What kind of ‘harmony’ can
love really bring in this fallen world in which we live?
For one thing, we must understand that
Paul did not write about love as a letter to the world, but it was a ‘letter’
to a church who all had faith in the love of Jesus Christ. Christian love should be extended to the
world as our witness to the world, but Christian love is not yet fully possible
in this fallen world. All of the
Bible’s words about love were given to disciples, to Christians, to Churches
and to people who had already come to know God’s love. Love is possible only in the context of such
faith in the Love of God.
But there is something else we must
understand. When Paul says ‘perfect
harmony’ he does not mean to bind everyone together without mistakes, failures,
or flawless, but he means binding us together in ‘maturity’, fullness, or completeness. He does not mean that love makes everything
perfect, but he means that ‘love’ makes us as we should be, as we ought to be, even
when we are not fully there yet.
Perhaps a true story of human love and compassion in a very difficult
situation will help us know what Paul means, and where Paul is coming from when
he says love binds us together as we should be. During War World II we all know the terrible
story of what happen to the Jews, and how the Nazi’s intended to annihilate them
from the face of the earth. Eli Wiesel,
a Jewish survivor called the moment in history “The Night”. It was one of the darkest moments of
organized hate in human history. But it
is also in the darkness moment of hate that the light of love can also shine
the brightest.
This is exactly what happened in a small
town in France during that terrible darkness of the Holocaust. The city of Le Chambon was inhabited by
French Hugenots, Protestant Christians who were hunted and killed during the
time of the reformation. They still
remain marginal Christians in French society today, and many of them came to
the United States seeking religious freedom.

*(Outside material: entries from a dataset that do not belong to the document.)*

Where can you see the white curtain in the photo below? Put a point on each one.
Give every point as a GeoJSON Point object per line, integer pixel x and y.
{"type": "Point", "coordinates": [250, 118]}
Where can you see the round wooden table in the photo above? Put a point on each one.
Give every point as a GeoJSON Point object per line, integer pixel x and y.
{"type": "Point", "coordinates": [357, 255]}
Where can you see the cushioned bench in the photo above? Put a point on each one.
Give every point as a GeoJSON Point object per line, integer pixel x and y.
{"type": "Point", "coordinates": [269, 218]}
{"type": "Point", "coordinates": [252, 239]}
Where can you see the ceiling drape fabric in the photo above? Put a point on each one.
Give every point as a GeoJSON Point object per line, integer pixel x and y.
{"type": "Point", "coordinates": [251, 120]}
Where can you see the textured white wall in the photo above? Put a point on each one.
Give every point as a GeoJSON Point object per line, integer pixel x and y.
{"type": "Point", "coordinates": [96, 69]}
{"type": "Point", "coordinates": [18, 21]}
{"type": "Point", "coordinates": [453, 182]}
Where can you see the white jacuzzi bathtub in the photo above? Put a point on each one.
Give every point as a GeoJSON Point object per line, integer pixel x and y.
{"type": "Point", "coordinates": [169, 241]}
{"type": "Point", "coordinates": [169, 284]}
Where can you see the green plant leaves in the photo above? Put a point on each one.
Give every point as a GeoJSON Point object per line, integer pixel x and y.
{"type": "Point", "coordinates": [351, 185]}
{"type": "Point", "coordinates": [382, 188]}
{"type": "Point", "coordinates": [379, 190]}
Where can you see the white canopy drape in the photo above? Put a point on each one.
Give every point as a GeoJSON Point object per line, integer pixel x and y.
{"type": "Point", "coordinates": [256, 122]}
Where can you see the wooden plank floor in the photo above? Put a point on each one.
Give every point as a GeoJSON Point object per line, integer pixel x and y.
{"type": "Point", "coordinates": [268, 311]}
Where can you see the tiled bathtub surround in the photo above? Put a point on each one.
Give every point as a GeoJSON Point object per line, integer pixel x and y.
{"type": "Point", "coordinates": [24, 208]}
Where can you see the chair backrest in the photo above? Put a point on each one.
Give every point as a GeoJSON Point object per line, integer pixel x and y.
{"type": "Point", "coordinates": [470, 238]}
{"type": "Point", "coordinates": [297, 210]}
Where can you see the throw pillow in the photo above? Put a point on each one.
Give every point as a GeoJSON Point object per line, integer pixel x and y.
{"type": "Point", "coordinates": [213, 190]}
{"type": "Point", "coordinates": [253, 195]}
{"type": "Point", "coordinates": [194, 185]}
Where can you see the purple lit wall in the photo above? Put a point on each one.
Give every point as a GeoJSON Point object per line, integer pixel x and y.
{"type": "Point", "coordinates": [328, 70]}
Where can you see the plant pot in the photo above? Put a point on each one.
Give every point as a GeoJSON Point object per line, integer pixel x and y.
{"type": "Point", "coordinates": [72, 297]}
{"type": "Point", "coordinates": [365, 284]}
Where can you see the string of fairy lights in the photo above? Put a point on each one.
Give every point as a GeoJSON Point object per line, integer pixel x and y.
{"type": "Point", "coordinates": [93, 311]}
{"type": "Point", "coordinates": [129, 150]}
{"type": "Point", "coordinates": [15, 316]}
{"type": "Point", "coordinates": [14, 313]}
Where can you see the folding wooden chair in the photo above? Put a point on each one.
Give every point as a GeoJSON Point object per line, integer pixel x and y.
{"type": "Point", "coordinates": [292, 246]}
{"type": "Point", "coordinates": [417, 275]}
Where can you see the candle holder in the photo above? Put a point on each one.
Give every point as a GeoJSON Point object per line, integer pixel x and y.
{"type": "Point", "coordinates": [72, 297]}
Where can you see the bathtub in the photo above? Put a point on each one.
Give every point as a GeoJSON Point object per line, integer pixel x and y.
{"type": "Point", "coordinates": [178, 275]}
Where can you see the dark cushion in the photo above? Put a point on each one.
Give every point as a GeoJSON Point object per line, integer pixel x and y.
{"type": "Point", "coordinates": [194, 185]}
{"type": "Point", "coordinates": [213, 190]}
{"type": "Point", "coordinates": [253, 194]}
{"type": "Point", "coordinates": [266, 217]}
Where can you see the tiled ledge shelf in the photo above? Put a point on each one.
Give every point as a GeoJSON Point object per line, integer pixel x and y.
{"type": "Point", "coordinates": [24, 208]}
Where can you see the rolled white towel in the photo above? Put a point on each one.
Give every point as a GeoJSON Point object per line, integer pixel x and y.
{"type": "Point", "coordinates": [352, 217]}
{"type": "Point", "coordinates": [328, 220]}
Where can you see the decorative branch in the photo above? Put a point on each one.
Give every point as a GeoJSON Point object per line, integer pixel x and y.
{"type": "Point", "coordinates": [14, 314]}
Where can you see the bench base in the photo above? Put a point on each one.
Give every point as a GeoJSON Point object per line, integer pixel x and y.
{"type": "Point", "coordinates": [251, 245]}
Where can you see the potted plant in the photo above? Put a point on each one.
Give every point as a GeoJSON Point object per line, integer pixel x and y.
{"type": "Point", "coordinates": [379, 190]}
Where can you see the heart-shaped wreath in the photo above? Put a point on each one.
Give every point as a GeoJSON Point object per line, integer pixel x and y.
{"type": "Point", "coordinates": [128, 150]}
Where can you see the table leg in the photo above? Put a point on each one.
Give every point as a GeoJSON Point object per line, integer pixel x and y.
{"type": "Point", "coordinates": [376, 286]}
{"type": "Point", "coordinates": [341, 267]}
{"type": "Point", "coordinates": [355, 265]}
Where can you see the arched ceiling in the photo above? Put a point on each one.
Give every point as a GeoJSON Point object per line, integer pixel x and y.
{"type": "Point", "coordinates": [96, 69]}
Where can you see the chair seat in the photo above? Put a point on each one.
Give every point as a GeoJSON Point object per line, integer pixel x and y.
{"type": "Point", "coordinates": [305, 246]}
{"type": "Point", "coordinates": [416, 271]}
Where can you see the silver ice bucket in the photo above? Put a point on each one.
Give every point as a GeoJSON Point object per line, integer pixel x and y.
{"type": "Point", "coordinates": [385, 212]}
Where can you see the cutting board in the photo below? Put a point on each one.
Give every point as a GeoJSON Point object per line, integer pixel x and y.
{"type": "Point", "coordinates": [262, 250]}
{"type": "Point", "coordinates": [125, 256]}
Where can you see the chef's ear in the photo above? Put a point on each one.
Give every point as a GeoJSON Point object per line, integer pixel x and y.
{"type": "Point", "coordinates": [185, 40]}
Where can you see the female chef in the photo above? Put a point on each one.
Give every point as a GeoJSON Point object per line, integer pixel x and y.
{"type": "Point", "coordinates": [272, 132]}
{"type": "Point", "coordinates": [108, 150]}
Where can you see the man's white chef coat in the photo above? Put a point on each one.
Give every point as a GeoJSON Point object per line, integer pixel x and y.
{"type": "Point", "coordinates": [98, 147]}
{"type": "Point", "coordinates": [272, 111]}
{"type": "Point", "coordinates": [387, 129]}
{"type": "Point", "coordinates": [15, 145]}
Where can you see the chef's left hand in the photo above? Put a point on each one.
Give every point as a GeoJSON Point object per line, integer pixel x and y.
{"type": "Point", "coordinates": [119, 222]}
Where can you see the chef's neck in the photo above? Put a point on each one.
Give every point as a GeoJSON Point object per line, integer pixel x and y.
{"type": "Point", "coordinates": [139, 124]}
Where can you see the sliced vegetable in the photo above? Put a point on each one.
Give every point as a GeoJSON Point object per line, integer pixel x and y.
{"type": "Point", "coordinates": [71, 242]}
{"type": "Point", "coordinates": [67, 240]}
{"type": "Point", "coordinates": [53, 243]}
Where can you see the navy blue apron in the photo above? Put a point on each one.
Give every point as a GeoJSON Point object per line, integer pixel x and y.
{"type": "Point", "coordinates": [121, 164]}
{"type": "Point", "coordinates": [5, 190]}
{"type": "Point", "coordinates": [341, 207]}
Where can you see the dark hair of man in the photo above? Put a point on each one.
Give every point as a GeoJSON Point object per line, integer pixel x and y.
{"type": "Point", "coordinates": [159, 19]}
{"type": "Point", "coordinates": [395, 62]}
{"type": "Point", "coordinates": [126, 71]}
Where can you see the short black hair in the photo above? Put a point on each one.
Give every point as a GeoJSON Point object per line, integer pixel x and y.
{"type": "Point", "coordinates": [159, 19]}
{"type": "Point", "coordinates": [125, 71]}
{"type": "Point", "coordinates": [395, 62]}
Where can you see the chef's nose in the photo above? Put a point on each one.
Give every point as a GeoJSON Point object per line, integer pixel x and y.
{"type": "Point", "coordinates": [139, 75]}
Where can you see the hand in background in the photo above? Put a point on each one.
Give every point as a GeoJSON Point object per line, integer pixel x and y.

When Jews came to their town seeking refugee from the Nazi, they offered
them hospitality instead of hostility.
Villagers lead by their Hugenot pastor, Andre Trocme, not only offered
the Jews a place to hide, but they did this at the risk of their own lives as
the German army occupied their own country.
But they welcome these ‘strangers’ as if they were welcoming Jesus. They took them in, hid them, feed them,
protected them, and even ‘lied’ to save their lives. They offered them hospitality because they
identified with them as people who had been hunted down and wounded by hostility
themselves. They didn’t think twice
about offering them love, because gospel that had offered them life in the
midst of death (As told in Jonathan Wilson’s Gospel Virtues, Practicing Faith
Hope and Love in Uncertain Times, IVP Press, 1998, p 180).
It’s a long and difficult trip to move
from hostility to showing love and hospitality, said the late Henri Nouwen. But offering strangers, even our enemy, a
place to be loved instead of a place to be hated is to offer them a chance to
be changed by love. This is exactly why
Jesus said, “love your enemy” and Paul went on to say to the Romans “be devoted
to one another in love….practice hospitality, bless those who persecute you….never
pay back evil to anyone…never take your own revenge….BUT IF YOUR ENEMY IS
HUNGRY FEED HIM AND IF HE IS THRISTY, GIVE HIM DRINK, FOR IN SO DOING YOU WILL
HEAP BURNING COALS ON HIS HEAD. Do not
be overcome with evil, but overcome evil with good.” (From parts of Romans 12: 1—21) And the greatest good, we know already, is
love. It is love above all, (which binds us up, as the Good Samaritan shows us) and also
bind us together in perfect harmony.” Amen.